By year four, we were divorced. The more he drank, the more irresponsible he became. One day the mortgage company called to say they hadn’t received payment. When asked if I had received notices from them, I hadn’t. But instantly I felt that warm sensation in my head when I knew something was very wrong. After hanging up, I searched the house and found an armful of old unopened mail, including letters from the mortgage company that our house was in foreclosure. My husband had been hiding it from me and very likely from himself too. It was amazing in the first place that we were able to get a mortgage and own a house at our age. None of our friends did.
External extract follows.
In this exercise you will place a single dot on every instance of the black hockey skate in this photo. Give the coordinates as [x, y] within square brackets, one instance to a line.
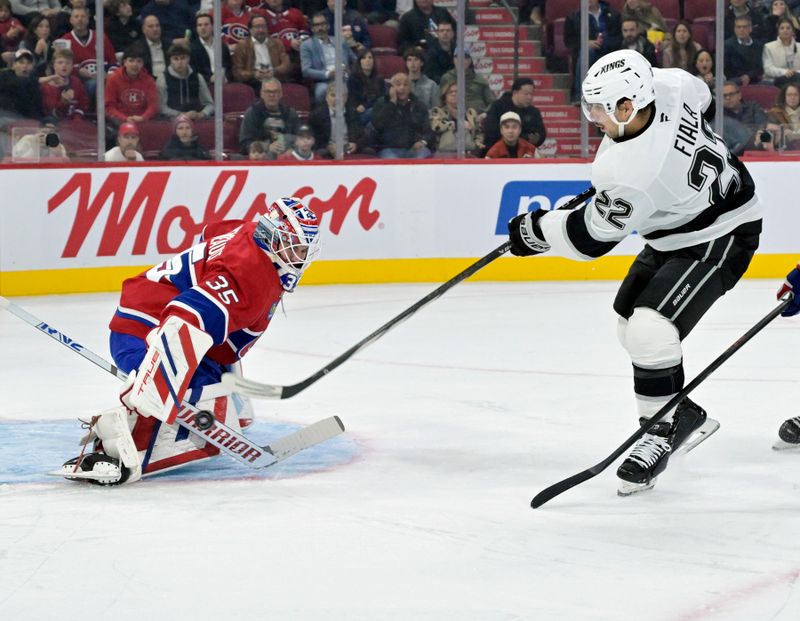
[651, 454]
[95, 468]
[789, 435]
But here we were in foreclosure and I wasn’t even aware of it. When it was certain that we could not recover, I told him I wanted a divorce, got an apartment and moved out. His parents were so mortified over the whole situation because they were completely unaware; they demanded he return home to the house they bought in Pennsylvania. He did, but not before getting three DWIs and losing his license for good.
Just writing about it I am able to conjure up the same anxiety and sensations of horror that emotionally strangled me then. I was too overtaken by depression to even realize I was in an unhealthy relationship until it was completely out of control. We both needed rehab at the time, but neither one of us would ever go. I didn’t have an alcohol addiction, but I believe it was depression that pushed me underneath the current of denial. You know what they say about hindsight, but knowing what I know now, I needed rehab for depression. At the time I didn’t even know it existed, and no one who cared about me would have ever thought that was the case given the happy face I painted on every day.
Fortunately, I am happily remarried, though it took a lot to get here. Years of therapy helped, as well as writing. In fact, every time I write about it, the bad feelings lessen, though I don’t believe I have completely forgiven the younger me. I still beat myself up for being so reckless with my time, my love and other things I’ll never get back.